But we can’t look away and hope to love our world into wholeness, wistfully wishing for peace between all things. Not in a world half of whose nature is made up of intrinsic suffering. So who am I to judge any warrior for taking whichever stand has galvanised their craving hearts? And likewise, who am I to chide the paramount importance of holding the radical centre amidst the divisions in a frantic world? So where does the bridge builder with the warrior heart position herself? Who will the bridge builder allow herself to antagonise, and to whom does the warrior extend a hand?

 

The synthesis

This Martin Luther King Jr. said also: “Power without love is reckless and abusive. Love without power is sentimental and anemic. Power at its best is love implementing the demands of justice, and justice at its best is power correcting everything that stands against love.” Adam Kahane likened the navigating of the balance between power and love to the narrow strait Odysseus had to sail between the jagged rocks of Scylla and the whirlpool of Charybdis. I can hold both certitude and humility, I can walk the line between power and love, navigate the strait between the rocks and the whirlpool. The resolution of the paradox of the warrior and the bridge builder is that they are each other’s antithesis, that they are the antagonists in me that evolve each other towards their greater synthesis.

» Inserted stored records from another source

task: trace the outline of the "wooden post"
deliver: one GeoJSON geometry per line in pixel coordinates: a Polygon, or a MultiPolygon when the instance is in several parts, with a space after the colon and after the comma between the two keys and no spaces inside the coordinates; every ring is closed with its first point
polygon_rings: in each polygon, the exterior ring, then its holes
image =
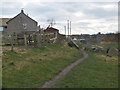
{"type": "Polygon", "coordinates": [[[13,35],[11,35],[11,51],[14,51],[13,47],[13,35]]]}
{"type": "Polygon", "coordinates": [[[26,34],[24,34],[24,43],[25,43],[25,46],[27,46],[27,38],[26,38],[26,34]]]}

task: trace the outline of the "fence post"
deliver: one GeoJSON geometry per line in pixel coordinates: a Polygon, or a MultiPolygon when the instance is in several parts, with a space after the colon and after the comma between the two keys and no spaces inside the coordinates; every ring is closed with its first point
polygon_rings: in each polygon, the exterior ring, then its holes
{"type": "Polygon", "coordinates": [[[13,35],[11,34],[11,51],[14,51],[14,49],[13,49],[13,35]]]}

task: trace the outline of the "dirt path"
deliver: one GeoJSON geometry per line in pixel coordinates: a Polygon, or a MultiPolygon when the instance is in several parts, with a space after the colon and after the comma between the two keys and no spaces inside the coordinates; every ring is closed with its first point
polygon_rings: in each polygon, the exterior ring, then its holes
{"type": "Polygon", "coordinates": [[[74,68],[76,65],[78,65],[83,60],[85,60],[88,57],[88,54],[83,49],[81,49],[81,51],[83,53],[83,58],[78,59],[74,63],[68,65],[57,76],[55,76],[52,80],[46,82],[44,85],[42,85],[39,88],[50,88],[51,86],[55,85],[57,83],[57,81],[61,80],[72,68],[74,68]]]}

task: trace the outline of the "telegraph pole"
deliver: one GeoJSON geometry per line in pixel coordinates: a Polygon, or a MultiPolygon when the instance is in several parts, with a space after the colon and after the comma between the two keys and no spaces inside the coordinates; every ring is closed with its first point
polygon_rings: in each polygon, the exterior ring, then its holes
{"type": "Polygon", "coordinates": [[[71,35],[71,21],[70,21],[70,35],[71,35]]]}
{"type": "Polygon", "coordinates": [[[65,37],[66,37],[66,26],[64,26],[64,28],[65,28],[65,37]]]}
{"type": "Polygon", "coordinates": [[[69,37],[69,20],[68,20],[68,37],[69,37]]]}

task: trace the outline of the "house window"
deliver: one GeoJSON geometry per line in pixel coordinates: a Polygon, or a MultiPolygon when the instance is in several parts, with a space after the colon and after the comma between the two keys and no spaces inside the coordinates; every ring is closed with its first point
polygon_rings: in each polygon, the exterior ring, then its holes
{"type": "Polygon", "coordinates": [[[23,24],[23,28],[24,28],[24,29],[27,29],[27,24],[23,24]]]}

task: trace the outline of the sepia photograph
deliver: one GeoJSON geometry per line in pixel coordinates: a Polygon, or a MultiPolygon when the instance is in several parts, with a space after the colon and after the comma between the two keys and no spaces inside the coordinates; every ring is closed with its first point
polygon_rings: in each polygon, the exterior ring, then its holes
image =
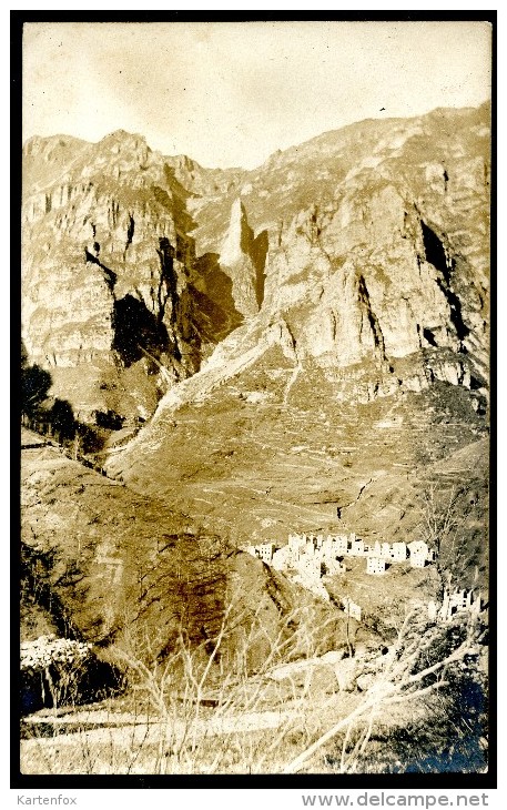
{"type": "Polygon", "coordinates": [[[475,13],[23,21],[21,774],[491,774],[475,13]]]}

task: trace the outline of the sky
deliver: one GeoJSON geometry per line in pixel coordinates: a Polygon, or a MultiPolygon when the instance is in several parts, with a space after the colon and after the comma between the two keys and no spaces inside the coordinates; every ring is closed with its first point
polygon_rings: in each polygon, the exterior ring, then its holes
{"type": "Polygon", "coordinates": [[[484,22],[26,23],[23,140],[119,129],[205,166],[490,95],[484,22]],[[383,109],[384,108],[384,109],[383,109]]]}

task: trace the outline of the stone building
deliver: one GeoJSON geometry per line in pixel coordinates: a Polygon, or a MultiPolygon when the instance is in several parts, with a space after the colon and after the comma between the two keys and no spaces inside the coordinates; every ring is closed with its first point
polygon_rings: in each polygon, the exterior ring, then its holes
{"type": "Polygon", "coordinates": [[[386,561],[383,557],[368,557],[366,560],[366,574],[385,574],[386,561]]]}

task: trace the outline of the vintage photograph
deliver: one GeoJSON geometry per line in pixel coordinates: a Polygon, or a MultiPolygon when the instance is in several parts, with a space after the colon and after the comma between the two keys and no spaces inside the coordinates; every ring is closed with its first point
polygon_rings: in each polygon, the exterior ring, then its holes
{"type": "Polygon", "coordinates": [[[489,772],[491,39],[24,22],[22,774],[489,772]]]}

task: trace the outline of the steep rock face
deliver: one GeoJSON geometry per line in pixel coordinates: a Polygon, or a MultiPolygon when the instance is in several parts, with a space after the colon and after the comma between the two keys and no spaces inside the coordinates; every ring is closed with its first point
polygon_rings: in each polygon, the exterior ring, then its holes
{"type": "Polygon", "coordinates": [[[146,416],[201,367],[200,391],[209,368],[227,377],[283,323],[295,373],[316,364],[338,396],[433,379],[483,396],[488,123],[487,105],[364,121],[252,172],[162,158],[123,132],[32,139],[30,357],[83,413],[146,416]]]}
{"type": "Polygon", "coordinates": [[[203,350],[184,195],[138,135],[60,141],[26,145],[27,350],[82,418],[146,417],[203,350]]]}
{"type": "Polygon", "coordinates": [[[264,297],[266,235],[264,232],[254,239],[245,206],[237,199],[232,205],[231,222],[220,251],[220,263],[232,280],[235,307],[245,317],[258,312],[264,297]]]}
{"type": "MultiPolygon", "coordinates": [[[[404,382],[395,366],[419,389],[432,377],[485,388],[488,123],[487,105],[365,121],[243,178],[249,222],[268,234],[261,321],[286,322],[301,362],[332,375],[367,364],[376,392],[404,382]]],[[[212,224],[196,204],[197,251],[221,239],[230,199],[212,224]]]]}

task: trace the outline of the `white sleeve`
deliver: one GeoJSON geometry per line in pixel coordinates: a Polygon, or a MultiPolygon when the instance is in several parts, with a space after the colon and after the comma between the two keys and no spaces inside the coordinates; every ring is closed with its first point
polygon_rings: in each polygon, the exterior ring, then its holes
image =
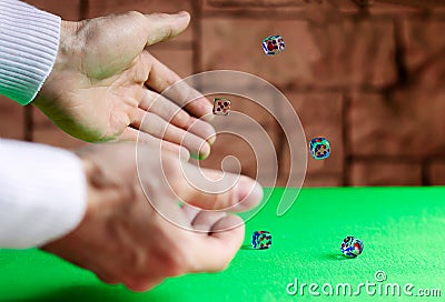
{"type": "Polygon", "coordinates": [[[0,94],[32,101],[56,61],[60,18],[18,0],[0,0],[0,94]]]}
{"type": "Polygon", "coordinates": [[[81,160],[63,149],[0,139],[0,248],[42,245],[83,218],[81,160]]]}

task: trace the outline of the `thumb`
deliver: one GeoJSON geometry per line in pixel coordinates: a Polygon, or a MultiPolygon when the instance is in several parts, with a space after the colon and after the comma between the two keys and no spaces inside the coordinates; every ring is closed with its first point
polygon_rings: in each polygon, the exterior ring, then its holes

Similarly, the warriors of Ulster would do well to dilute their ideological certitude with a healthy dose of humility. And the wishful peacemakers afraid of confrontation would do well to speak out sharply against the errors in the system. Marianne Williamson wrote, “It is our light, not our darkness that most frightens us, but our playing small does not serve the world.” “The hottest place in Hell is reserved for those who remain neutral in times of great moral conflict.” The hottest place in Hell Dr. King spoke of is the regret of failed fulfillment, failed self-actualisation once it’s too late and it’s all over. We must continue to grow into our own and take a stand. As individuals, institutions and as a global population, we mustn’t fear to shine our brilliant light on the darker corners of the world.